This post is part of the Typescript Learning Series. And it was originally published at TK's blog.
When I was testing some ideas and API features for JavaScript dates, I built a project in Typescript. I wanted to build a more human-friendly API to handle dates.
This is what I was looking for:
get(1).dayAgo; // it gets yesterday
I also make it work for month and year:
get(1).monthAgo; // it gets a month ago from today
get(1).yearAgo; // it gets a year ago from today
These are great! But I wanted more: what if we want to get days, months, or years ago? It works too:
get(30).daysAgo;
get(6).monthsAgo;
get(10).yearsAgo;
And about the implementation? It is just a function that returns an JavaScript object:
const get = (n: number): DateAgo | DatesAgo => {
if (n < 1) {
throw new Error('Number should be greater or equal than 1');
}
const { day, month, year }: SeparatedDate = getSeparatedDate();
const dayAgo: Date = new Date(year, month, day - n);
const monthAgo: Date = new Date(year, month - n, day);
const yearAgo: Date = new Date(year - n, month, day);
const daysAgo: Date = new Date(year, month, day - n);
const monthsAgo: Date = new Date(year, month - n, day);
const yearsAgo: Date = new Date(year - n, month, day);
if (n > 1) {
return { daysAgo, monthsAgo, yearsAgo };
};
return { dayAgo, monthAgo, yearAgo }
};
And here we are! I want to tell you about Union Type with objects.
We have different return types depending on the n
parameter. If the n
is greater than 1
, we return an object with "plural" kind of attributes. Otherwise, I just return the "singular" type of attributes.
Different return types. So I built the two types.
The DateAgo
:
type DateAgo = {
dayAgo: Date
monthAgo: Date
yearAgo: Date
};
And the DatesAgo
:
type DatesAgo = {
daysAgo: Date
monthsAgo: Date
yearsAgo: Date
};
And use them in the function definition:
const get = (n: number): DateAgo | DatesAgo =>
But this gets a type error.
When using:
get(2).daysAgo;
I got this error: Property 'daysAgo' does not exist on type 'DateAgo | DatesAgo'.
When using:
get(1).dayAgo;
I got this error: Property 'dayAgo' does not exist on type 'DateAgo | DatesAgo'.
The DateAgo
doesn't declare the following types:
daysAgo
monthsAgo
yearsAgo
The same for the DatesAgo
:
dayAgo
monthAgo
yearAgo
But it can have this properties in run-time. Because we can assign any kind of properties to an object. So a possible solution would be to add an undefined
type to both DateAgo
and DatesAgo
.
type DateAgo = {
dayAgo: Date
monthAgo: Date
yearAgo: Date
daysAgo: undefined
monthsAgo: undefined
yearsAgo: undefined
};
type DatesAgo = {
daysAgo: Date
monthsAgo: Date
yearsAgo: Date
dayAgo: undefined
monthAgo: undefined
yearAgo: undefined
};
This will fix the issue in compile time.

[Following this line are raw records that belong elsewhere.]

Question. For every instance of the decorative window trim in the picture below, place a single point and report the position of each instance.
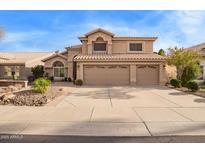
(104, 51)
(128, 46)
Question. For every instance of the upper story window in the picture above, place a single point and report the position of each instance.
(135, 47)
(99, 46)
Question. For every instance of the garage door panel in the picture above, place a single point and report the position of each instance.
(106, 75)
(147, 75)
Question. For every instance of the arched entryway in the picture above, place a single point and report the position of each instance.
(58, 70)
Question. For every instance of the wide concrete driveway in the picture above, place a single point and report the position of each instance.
(110, 111)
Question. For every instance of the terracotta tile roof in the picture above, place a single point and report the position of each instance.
(54, 55)
(6, 56)
(23, 57)
(200, 48)
(119, 57)
(74, 48)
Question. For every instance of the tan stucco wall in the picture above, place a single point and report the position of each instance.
(162, 72)
(123, 46)
(92, 38)
(171, 72)
(114, 46)
(49, 63)
(22, 73)
(49, 71)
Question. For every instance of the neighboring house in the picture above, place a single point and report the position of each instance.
(200, 48)
(105, 59)
(20, 63)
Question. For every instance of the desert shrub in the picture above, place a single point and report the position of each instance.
(176, 83)
(69, 79)
(31, 78)
(38, 71)
(65, 79)
(41, 85)
(189, 74)
(79, 82)
(193, 86)
(51, 78)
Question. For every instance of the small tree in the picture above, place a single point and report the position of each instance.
(190, 73)
(161, 52)
(184, 59)
(38, 71)
(41, 85)
(2, 33)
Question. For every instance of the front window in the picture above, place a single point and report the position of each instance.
(12, 72)
(58, 69)
(99, 46)
(135, 47)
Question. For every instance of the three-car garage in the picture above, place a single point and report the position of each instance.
(120, 74)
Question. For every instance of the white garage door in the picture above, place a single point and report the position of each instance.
(147, 75)
(106, 75)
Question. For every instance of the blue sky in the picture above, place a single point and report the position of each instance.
(54, 30)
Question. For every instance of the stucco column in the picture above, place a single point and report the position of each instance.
(133, 74)
(203, 72)
(161, 74)
(80, 71)
(89, 48)
(109, 48)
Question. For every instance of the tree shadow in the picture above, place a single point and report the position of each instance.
(178, 93)
(199, 100)
(106, 93)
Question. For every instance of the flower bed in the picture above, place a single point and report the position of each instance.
(200, 93)
(30, 98)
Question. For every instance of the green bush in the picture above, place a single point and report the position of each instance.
(193, 86)
(51, 78)
(79, 82)
(189, 74)
(176, 83)
(38, 71)
(41, 85)
(69, 79)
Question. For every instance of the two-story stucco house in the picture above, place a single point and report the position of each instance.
(200, 48)
(106, 59)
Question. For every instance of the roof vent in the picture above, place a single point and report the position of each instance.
(57, 51)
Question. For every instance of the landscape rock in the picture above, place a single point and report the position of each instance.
(30, 98)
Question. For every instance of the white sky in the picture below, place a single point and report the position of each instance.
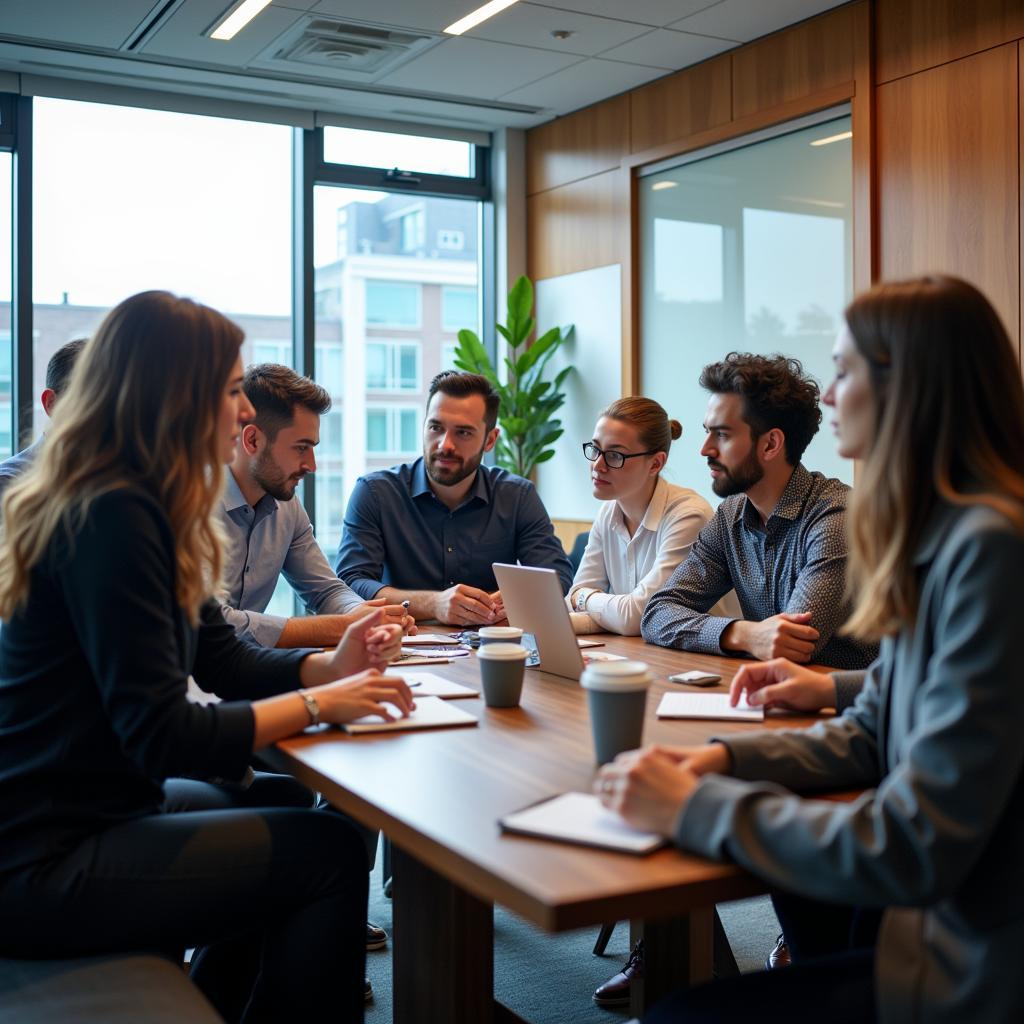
(127, 200)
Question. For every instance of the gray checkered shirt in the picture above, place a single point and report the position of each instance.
(794, 562)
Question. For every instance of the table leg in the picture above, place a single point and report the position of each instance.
(678, 952)
(443, 949)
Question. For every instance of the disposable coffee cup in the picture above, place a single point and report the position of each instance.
(500, 634)
(616, 692)
(502, 666)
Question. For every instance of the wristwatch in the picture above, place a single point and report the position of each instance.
(311, 706)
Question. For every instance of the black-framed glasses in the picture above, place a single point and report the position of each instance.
(613, 460)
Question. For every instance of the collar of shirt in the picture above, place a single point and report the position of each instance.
(790, 506)
(419, 484)
(233, 500)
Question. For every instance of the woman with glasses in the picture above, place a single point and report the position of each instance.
(646, 526)
(928, 393)
(110, 563)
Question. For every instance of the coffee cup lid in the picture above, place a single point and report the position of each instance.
(503, 652)
(615, 677)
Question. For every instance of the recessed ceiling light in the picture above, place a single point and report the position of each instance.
(237, 18)
(474, 17)
(833, 138)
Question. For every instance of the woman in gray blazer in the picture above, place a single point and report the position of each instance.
(928, 392)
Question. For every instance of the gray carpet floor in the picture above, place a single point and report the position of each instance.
(548, 979)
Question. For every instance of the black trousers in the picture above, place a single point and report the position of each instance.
(832, 977)
(274, 898)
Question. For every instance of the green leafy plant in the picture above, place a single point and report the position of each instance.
(528, 402)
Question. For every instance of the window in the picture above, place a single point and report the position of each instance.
(392, 430)
(392, 303)
(409, 153)
(392, 366)
(199, 206)
(7, 444)
(748, 250)
(459, 308)
(414, 230)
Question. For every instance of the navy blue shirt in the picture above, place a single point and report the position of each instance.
(399, 534)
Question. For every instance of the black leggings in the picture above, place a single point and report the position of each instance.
(276, 897)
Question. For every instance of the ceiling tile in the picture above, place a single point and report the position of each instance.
(182, 35)
(665, 48)
(747, 19)
(583, 84)
(433, 15)
(474, 68)
(529, 25)
(650, 12)
(107, 25)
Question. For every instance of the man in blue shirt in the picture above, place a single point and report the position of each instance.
(429, 531)
(57, 375)
(269, 531)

But with this, you'll always need to set an undefined
value to the object. One to get around this is to add an optional to the undefined
types. Like this:
yearAgo?: undefined
With that, you can set these undefined
properties. A better solution is to use the never
type:
"The never type represents the type of values that never occur."
type DateAgo = {
dayAgo: Date
monthAgo: Date
yearAgo: Date
daysAgo?: never
monthsAgo?: never
yearsAgo?: never
};
type DatesAgo = {
daysAgo: Date
monthsAgo: Date
yearsAgo: Date
dayAgo?: never
monthAgo?: never
yearAgo?: never
};
It works as expected and it also represents the data semantically as these attributes will not occur for both situations.